“Employees wait to be picked for promotion, or to lead a meeting or to speak up at a meeting. ‘Pick me, pick me’ acknowledges the power of the system and passes responsibility to someone to initiate. Even better, ‘pick me, pick me’ moves the blame from you to them. If you don’t get picked, it’s their fault, not yours. Reject the tyranny of picked. Pick yourself.”
Seth Godin, Poke the Box
Writers are never employees. Even when they are employed. A writers job is always to say what no one else has yet said. And you can’t wait for your boss to tell you what that is. This is one reason why those structures where writers are employed, are waiting to be told what to do, businesses like newspapers and publishers, are either collapsing or going through revolutionary change, and being beaten in to the ground by dynamic systems where writers do not wait to picked, by blogs and other social media.
Writing is now such a competitive career that saying ‘pick me!’ is hardly even an option anymore, if it ever was. Too many writers think of editors, agents and other publishing professionals as people who are waiting to pick them. The truth is that no good editor or agent interested in making a living is interested in picking a writer. The writers worth working with are the ones who have already picked themselves, who are instigating and building their own career and who understand the value of the relationship they have with other professionals, agents and editors.
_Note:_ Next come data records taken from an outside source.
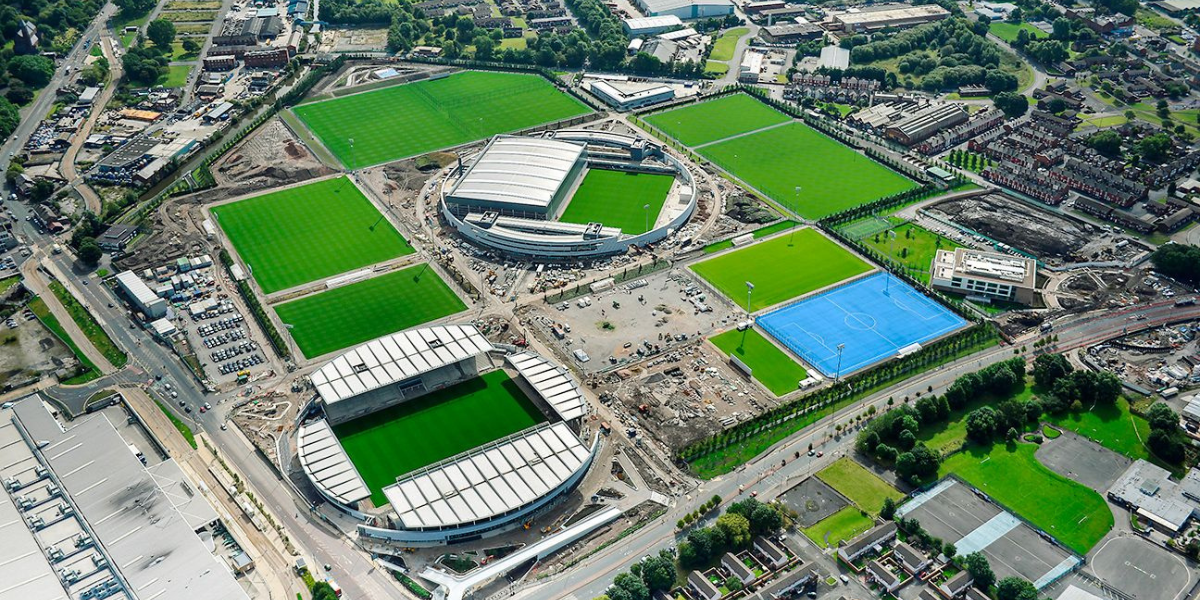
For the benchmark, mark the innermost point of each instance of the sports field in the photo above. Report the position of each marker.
(775, 161)
(307, 233)
(832, 177)
(1069, 511)
(418, 118)
(769, 365)
(858, 485)
(843, 526)
(396, 441)
(363, 311)
(618, 198)
(780, 269)
(715, 119)
(871, 318)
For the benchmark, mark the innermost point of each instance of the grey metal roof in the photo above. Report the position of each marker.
(490, 480)
(153, 545)
(328, 466)
(552, 383)
(396, 358)
(520, 171)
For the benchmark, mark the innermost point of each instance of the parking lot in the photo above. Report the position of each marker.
(953, 513)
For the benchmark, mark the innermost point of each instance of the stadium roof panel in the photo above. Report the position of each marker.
(490, 480)
(552, 383)
(328, 465)
(519, 171)
(396, 358)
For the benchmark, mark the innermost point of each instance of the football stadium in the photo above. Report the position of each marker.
(568, 195)
(433, 436)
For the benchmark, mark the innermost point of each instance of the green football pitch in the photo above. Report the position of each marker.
(396, 441)
(618, 198)
(715, 119)
(310, 232)
(769, 365)
(780, 269)
(831, 177)
(366, 310)
(417, 118)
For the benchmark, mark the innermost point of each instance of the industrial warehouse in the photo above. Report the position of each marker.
(547, 197)
(412, 381)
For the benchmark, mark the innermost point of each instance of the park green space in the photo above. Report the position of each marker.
(912, 247)
(805, 171)
(309, 232)
(1074, 514)
(724, 46)
(769, 365)
(433, 114)
(780, 269)
(87, 323)
(617, 198)
(858, 485)
(762, 232)
(366, 310)
(715, 119)
(412, 435)
(843, 526)
(1008, 31)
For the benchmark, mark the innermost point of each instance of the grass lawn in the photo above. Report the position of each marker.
(771, 366)
(89, 327)
(396, 441)
(1113, 426)
(43, 313)
(1007, 31)
(364, 311)
(724, 46)
(717, 67)
(310, 232)
(1069, 511)
(617, 198)
(841, 526)
(715, 119)
(435, 114)
(831, 177)
(762, 232)
(913, 247)
(175, 77)
(858, 485)
(780, 269)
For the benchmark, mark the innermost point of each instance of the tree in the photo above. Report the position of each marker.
(1013, 105)
(90, 252)
(1049, 369)
(888, 510)
(736, 528)
(161, 33)
(33, 70)
(979, 569)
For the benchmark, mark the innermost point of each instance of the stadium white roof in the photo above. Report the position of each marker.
(490, 480)
(519, 171)
(396, 358)
(327, 463)
(552, 383)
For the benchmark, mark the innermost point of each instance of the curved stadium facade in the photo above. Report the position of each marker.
(475, 492)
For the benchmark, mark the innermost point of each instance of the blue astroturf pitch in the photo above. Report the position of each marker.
(874, 317)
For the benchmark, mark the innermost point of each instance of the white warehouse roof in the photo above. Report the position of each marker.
(327, 463)
(552, 383)
(396, 358)
(519, 171)
(490, 480)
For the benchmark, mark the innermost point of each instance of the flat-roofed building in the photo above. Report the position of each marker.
(985, 274)
(888, 16)
(520, 177)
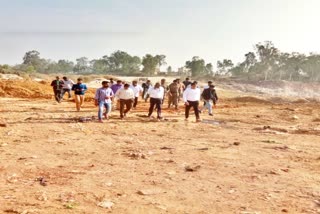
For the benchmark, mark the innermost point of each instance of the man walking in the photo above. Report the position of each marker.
(137, 90)
(115, 88)
(126, 97)
(156, 95)
(210, 98)
(103, 99)
(165, 88)
(191, 98)
(186, 83)
(67, 86)
(173, 93)
(57, 85)
(79, 92)
(146, 87)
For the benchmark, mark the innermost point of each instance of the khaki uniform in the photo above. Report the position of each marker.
(173, 94)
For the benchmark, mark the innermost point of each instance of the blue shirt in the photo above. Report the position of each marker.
(79, 89)
(102, 93)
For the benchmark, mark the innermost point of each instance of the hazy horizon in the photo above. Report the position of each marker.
(179, 29)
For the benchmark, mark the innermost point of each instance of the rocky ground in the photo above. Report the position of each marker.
(254, 156)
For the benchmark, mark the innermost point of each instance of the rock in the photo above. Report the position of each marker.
(42, 181)
(150, 192)
(42, 196)
(272, 172)
(232, 191)
(203, 149)
(192, 169)
(295, 117)
(106, 204)
(166, 148)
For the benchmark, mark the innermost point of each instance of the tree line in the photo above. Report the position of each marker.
(265, 62)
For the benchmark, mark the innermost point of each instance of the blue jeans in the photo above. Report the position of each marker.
(208, 105)
(102, 105)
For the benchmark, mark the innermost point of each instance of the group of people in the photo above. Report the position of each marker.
(60, 87)
(127, 96)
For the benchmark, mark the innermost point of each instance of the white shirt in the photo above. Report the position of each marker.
(136, 90)
(189, 86)
(191, 94)
(156, 93)
(103, 93)
(67, 84)
(124, 94)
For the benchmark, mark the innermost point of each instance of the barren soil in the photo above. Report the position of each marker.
(252, 157)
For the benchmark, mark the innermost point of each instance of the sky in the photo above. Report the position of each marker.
(180, 29)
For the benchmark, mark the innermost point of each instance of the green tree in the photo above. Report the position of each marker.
(82, 65)
(150, 64)
(33, 58)
(65, 66)
(197, 66)
(209, 69)
(224, 66)
(30, 69)
(121, 62)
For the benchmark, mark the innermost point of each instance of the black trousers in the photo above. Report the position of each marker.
(155, 103)
(195, 106)
(66, 91)
(135, 102)
(57, 95)
(123, 103)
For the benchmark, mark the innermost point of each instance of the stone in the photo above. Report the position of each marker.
(106, 204)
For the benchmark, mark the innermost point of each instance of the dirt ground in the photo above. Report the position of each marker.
(252, 157)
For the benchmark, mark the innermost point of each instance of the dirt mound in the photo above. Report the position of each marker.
(250, 99)
(25, 89)
(31, 89)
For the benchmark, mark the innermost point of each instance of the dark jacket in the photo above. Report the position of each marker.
(57, 84)
(210, 94)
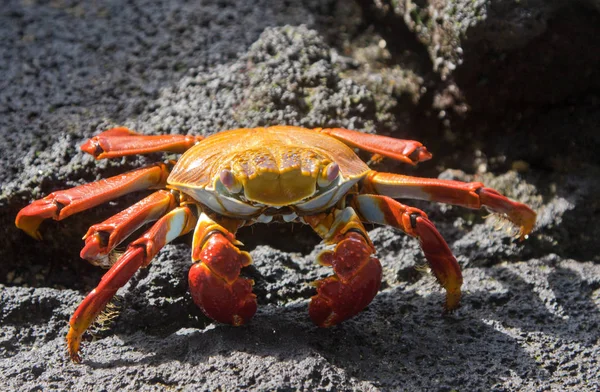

What does this mean in practical terms for you as a writer? Above all else it means you need to be aware of what you need to do to instigate your career. If you have never written a word and dream of writerly stardom, you need to enrol on a good course and spend a few years learning your trade. If you have published a few dozen stories and have a strong novel in progress you need to get out and network at events where you will meet people who might publish the book. You’ll quickly find out if it has potential. If you’ve sold 400 million copies of your novels about an orphan boy at magic school it might be time to ditch the agent and the publisher all together and sell direct to your readers.
Don’t mistake a rash leap in the dark for instigating your career. Self-publishing a multi-volume urban fantasy on Lulu is just another way of shouting ‘pick me!’ at a readership swamped with other desperate hopefuls doing the same thing. But don’t fear if you happen to have done this or any of the other host of miss-steps writers take early in their travels, for a fortunate consequence of this kind of failure is that, by definition, no one will have noticed.
(But it is probably a good idea to take that 18 volume saga off Lulu well before you actually publish a real book.)